17 Dec 2013

Growing economy keeps Govt finances on track

9:31 pm on 17 December 2013

The Government has confirmed it will spend an extra $1 billion in next year's Budget as it remains on track to return to surplus by the middle of 2015, underpinned by an expanding economy.

In its half year economic and fiscal update, the Treasury upgraded its forecasts of economic growth and the state of the Government's books.

Treasury Secretary Gabriel Makhlouf, left, and Finance Minister Bill English.

Treasury Secretary Gabriel Makhlouf, left, and Finance Minister Bill English. Photo: RNZ (file)

The Treasury is picking the accelerating economy to peak at 3.6% in the March 2015 year, driven by the rebuilding of earthquake-hit Canterbury, before easing to an average of 2.3% in the following five years.

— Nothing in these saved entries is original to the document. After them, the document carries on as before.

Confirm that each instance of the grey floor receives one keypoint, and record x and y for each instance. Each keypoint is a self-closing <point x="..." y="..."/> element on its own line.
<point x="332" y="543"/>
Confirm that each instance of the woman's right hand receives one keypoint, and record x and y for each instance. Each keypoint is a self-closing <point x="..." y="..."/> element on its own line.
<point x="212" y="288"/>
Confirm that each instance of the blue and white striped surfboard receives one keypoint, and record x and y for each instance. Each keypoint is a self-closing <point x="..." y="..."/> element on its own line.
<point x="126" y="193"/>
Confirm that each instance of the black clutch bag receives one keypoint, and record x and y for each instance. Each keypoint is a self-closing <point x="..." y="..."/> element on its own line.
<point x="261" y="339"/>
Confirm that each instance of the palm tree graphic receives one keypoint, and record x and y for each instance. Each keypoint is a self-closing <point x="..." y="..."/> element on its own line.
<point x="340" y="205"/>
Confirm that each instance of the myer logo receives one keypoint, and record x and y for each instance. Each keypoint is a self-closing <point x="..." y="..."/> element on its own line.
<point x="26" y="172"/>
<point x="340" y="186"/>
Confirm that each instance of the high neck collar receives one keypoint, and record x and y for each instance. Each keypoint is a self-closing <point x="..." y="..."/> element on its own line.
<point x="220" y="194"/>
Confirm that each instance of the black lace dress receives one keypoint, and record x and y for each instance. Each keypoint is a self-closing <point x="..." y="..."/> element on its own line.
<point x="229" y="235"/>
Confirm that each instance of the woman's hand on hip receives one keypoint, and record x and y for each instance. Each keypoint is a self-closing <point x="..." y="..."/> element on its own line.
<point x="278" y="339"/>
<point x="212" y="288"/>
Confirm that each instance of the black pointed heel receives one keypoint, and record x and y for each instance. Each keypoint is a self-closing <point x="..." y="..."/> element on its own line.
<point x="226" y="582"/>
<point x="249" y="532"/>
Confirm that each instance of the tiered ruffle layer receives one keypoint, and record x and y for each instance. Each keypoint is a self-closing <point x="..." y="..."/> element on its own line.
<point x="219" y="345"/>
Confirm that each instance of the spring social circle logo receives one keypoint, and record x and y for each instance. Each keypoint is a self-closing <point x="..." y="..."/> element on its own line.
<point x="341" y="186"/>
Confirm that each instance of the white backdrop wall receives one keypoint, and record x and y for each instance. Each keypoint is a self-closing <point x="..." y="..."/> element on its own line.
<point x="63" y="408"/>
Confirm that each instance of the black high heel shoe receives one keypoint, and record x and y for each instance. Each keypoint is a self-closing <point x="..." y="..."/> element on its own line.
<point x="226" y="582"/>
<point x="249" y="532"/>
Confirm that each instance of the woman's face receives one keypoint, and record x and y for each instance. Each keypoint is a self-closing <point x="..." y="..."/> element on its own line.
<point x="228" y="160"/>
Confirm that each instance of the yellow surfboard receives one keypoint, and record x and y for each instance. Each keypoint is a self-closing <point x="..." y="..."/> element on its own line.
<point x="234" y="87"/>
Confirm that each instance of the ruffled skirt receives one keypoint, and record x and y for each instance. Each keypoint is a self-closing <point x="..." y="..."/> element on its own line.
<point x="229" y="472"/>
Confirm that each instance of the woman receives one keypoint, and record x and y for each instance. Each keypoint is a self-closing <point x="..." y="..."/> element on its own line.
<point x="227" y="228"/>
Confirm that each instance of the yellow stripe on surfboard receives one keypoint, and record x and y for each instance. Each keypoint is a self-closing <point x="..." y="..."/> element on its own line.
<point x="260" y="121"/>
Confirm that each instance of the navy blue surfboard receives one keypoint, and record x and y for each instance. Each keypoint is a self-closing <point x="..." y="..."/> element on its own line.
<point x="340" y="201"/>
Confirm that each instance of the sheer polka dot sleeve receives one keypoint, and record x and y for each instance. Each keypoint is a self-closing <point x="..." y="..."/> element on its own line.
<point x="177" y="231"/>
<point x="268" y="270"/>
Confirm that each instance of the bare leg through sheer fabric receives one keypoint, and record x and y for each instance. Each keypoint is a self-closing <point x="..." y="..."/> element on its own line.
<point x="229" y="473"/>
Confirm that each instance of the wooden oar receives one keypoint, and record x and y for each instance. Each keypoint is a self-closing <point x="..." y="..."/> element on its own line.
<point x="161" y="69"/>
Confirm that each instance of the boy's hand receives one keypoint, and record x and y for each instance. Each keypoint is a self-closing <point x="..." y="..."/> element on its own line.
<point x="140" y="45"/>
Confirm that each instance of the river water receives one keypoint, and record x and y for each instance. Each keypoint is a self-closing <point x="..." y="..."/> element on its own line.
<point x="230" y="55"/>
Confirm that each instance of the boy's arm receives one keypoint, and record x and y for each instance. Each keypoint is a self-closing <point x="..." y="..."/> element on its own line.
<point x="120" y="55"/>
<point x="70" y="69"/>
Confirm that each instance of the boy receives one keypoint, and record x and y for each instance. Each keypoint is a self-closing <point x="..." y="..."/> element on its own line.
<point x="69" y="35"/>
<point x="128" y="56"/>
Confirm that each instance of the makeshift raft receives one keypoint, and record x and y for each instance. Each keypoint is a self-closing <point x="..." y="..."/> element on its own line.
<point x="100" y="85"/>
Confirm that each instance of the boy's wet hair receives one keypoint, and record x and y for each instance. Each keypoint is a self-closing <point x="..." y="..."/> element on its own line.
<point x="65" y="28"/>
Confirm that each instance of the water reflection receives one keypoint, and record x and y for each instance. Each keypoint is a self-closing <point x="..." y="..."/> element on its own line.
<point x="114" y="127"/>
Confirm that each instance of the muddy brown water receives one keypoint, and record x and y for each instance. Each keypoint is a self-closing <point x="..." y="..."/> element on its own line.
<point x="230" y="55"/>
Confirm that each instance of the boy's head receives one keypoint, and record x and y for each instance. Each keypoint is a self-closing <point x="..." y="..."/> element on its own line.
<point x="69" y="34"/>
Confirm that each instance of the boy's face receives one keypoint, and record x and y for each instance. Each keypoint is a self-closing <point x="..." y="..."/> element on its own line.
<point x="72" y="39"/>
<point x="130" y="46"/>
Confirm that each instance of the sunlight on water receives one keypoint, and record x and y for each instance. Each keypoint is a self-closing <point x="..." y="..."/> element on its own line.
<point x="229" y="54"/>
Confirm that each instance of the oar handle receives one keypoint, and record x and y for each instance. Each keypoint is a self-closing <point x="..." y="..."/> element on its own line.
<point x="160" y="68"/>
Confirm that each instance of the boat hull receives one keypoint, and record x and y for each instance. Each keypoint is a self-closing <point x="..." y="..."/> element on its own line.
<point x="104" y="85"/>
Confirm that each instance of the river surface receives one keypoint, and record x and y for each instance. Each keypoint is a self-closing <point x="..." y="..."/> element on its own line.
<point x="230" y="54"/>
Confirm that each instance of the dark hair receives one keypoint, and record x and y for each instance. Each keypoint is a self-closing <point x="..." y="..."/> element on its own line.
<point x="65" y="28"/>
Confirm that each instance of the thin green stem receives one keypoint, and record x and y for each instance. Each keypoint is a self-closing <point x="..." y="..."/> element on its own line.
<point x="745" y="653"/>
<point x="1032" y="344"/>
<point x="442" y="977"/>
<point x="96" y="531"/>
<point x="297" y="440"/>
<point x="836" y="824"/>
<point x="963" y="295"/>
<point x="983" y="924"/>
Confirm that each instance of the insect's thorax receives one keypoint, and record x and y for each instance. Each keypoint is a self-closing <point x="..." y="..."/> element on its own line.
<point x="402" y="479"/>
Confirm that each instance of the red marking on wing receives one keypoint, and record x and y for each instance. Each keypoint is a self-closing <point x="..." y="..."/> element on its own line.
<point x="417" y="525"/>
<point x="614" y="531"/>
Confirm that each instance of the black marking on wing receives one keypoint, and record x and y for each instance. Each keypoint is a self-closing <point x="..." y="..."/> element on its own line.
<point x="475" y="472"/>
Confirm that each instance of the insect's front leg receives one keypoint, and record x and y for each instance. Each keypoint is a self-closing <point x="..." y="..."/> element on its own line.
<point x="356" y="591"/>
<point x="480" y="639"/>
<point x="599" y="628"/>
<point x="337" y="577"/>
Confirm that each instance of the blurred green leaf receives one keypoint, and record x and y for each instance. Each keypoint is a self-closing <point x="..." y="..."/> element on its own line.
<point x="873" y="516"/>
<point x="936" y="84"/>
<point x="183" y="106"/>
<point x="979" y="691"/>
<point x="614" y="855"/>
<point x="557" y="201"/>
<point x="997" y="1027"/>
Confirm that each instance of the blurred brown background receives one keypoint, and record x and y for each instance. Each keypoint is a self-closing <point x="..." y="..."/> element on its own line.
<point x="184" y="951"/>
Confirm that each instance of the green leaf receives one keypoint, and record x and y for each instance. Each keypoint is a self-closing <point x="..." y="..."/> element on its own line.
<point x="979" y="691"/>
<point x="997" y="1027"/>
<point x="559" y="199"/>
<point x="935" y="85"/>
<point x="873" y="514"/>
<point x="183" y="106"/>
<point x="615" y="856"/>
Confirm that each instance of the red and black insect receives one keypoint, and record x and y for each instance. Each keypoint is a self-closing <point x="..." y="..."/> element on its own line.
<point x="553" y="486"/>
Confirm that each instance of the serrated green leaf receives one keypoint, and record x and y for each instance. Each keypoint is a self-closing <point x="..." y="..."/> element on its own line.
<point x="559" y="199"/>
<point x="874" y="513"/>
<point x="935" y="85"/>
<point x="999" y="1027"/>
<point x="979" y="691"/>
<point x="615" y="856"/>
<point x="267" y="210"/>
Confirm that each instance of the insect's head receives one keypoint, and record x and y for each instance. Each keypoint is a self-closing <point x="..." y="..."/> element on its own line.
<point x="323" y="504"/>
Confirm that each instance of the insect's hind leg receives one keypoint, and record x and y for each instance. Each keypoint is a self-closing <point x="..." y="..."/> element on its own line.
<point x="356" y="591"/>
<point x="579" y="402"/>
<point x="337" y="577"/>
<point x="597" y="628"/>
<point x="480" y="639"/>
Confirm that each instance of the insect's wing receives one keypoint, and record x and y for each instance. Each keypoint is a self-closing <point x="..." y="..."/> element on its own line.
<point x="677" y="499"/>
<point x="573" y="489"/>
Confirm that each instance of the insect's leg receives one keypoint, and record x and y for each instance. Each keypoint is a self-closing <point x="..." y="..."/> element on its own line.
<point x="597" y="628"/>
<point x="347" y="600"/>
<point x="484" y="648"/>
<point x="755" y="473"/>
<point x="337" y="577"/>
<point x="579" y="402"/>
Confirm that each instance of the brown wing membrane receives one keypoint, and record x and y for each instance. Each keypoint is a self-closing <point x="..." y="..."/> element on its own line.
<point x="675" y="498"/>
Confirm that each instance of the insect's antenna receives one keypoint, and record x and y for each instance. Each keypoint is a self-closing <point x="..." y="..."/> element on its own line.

The stronger economy will bolster the Crown's accounts, with the deficit forecast to decline to $2.3 billion in the 2014 March year, before returning to growing surpluses in following years.

A small surplus of $86 million is expected in the June 2015 financial year, compared with a $75 million surplus forecast in May's Budget. Total debt will peak at a lower $65 billion also in 2015, due in part to asset sales.

Finance Minister Bill English confirmed the new spending of $1 billion for the 2014 Budget, with most of that earmarked for health and education.

He conceded on Tuesday that the predicted surplus of $86 million is small - but it's a surplus all the same.

By 2018, the Treasury is forecasting the surplus will rise to $5.62 billion. Mr English said this means that the Government now expects to start repaying debt in 2016-17.

Labour's finance spokesperson David Parker said that is no surprise, given the $40 billion rebuild of earthquake-hit Canterbury and the best terms of trade in 40 years are helping lift economic growth.

"Neither should we be giving too much credit to the Government for after five deficits creeping back into surplus - I'm sure we would've done that too."

Mr Parker said households still face tough times, particularly as mortgage interest rates are set to rise in 2014, and the Treasury is still forecasting unemployment to remain above 5% until 2018.

Bill English is not promising that the forecast surplus in 2018 will mean more spending or tax cuts in later years.

"We'll be pretty careful about that because we learnt from the mid-2000s where you have a growing economy, if you have a blow-out in government spending and runaway house prices, it's just pouring petrol on the fire. People need to remember we ended up with 10 percent first mortgage rates - double what they are today."

Impact of asset sales

Russel Norman.

Russel Norman. Photo: RNZ

The Treasury's update reveals the Government's projected surplus is $108 million lower because of its sale of shares in state-owned electricity companies.

Bill English dismissed the estimate of the impact of share sales on the forecast surplus of $86 million next financial year.

But Green Party co-leader Russel Norman said on Tuesday it is now clear that the sales have lost the Government money.

"These companies earn over 10 percent on capital. The cost of capital to the Crown is less than 5 percent and the resulting difference between the two is why you end up with the Government worse off by $100 million every year forever as a result of asset sales."

Dr Norman said if the Government had not sold the shares, it would have doubled its forecast surplus.